- Supreme Court of the United States

Argued March 21, 2017 Decided June 12, 2017
- Full case name: Microsoft Corporation v. Seth Baker, et al.
- Docket no.: 15-457
- Citations: 582 U.S. 23 (more) 137 S. Ct. 1702; 198 L. Ed. 2d 132
- Opinion announcement: Opinion announcement

Case history
- Prior: Baker v. Microsoft Corp., 851 F. Supp. 2d 1274 (W.D. Wash. 2012); 797 F.3d 607 (9th Cir. 2015); cert. granted, 136 S. Ct. 890 (2016).

Holding
- Federal courts of appeals lack jurisdiction to review a denial of class certification after the plaintiffs have voluntarily dismissed their claims with prejudice.

Court membership
- Chief Justice John Roberts Associate Justices Anthony Kennedy · Clarence Thomas Ruth Bader Ginsburg · Stephen Breyer Samuel Alito · Sonia Sotomayor Elena Kagan · Neil Gorsuch

Case opinions
- Majority: Ginsburg, joined by Kennedy, Breyer, Sotomayor, Kagan
- Concurrence: Thomas (in judgment), joined by Roberts, Alito
- Gorsuch took no part in the consideration or decision of the case.

Laws applied
- 28 U.S.C. § 1291

= Microsoft Corp. v. Baker =

Microsoft Corp. v. Baker, 582 U.S. 23 (2017), is a United States Supreme Court case holding that Federal courts of appeals lack jurisdiction to review a denial of class certification after plaintiffs have voluntarily dismissed their claims with prejudice.

On October 5, 2009, the United States District Court for the Western District of Washington refused to certify a class action lawsuit regarding scratched discs caused by Xbox 360 technical problems, and plaintiffs then settled.

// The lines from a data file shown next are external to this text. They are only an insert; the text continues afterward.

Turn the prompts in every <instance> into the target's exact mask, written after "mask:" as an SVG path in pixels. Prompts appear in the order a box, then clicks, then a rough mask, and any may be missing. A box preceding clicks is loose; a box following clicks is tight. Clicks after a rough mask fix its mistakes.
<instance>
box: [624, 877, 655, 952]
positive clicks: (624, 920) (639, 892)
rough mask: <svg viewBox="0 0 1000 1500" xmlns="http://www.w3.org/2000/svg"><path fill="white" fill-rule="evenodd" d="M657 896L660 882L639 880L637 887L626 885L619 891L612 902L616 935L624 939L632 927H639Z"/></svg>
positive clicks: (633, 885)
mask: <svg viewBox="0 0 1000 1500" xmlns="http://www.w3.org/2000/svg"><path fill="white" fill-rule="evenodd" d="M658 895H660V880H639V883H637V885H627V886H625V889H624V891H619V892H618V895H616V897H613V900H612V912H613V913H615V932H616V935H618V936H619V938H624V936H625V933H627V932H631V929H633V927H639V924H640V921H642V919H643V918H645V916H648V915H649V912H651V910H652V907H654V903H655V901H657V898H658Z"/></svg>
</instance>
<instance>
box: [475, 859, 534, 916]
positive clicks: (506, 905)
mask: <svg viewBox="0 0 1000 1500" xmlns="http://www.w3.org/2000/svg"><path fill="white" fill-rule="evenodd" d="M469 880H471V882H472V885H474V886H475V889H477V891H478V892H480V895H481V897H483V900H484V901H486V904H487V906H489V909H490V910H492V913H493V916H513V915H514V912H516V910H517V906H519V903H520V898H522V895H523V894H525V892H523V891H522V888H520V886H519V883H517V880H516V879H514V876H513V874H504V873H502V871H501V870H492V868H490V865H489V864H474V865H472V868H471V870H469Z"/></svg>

A new set of plaintiffs then filed a new class action bringing the same claims. After the district court again refused to certify the class action claims, plaintiffs joined Microsoft's motion to dismiss the entire lawsuit with prejudice, which U.S. District Judge Ricardo S. Martinez granted on March 27, 2012. Plaintiffs hoped this would create an appealable issue whereby they could also challenge the denied class certification.

On March 18, 2015, the United States Court of Appeals for the Ninth Circuit agreed with the plaintiffs, finding that it had jurisdiction to review and that denying class certification had been an abuse of discretion, in which Judge Johnnie B. Rawlinson was joined by Michael Daly Hawkins, and Judge Carlos Bea concurred in the result.

On March 21, 2017, oral arguments were heard before the Supreme Court, where Professor Jeffrey L. Fisher appeared for Microsoft and Peter K. Stris appeared for Baker.

On June 12, 2017, the Supreme Court delivered judgment in favor of Microsoft, voting unanimously to reverse and remand to the lower court. Justice Ruth Bader Ginsburg wrote the opinion of the Court, joined by Justices Anthony Kennedy, Stephen Breyer, Sonia Sotomayor, and Elena Kagan. Justice Clarence Thomas, joined by Chief Justice John Roberts and Justice Samuel Alito concurred only in the judgment.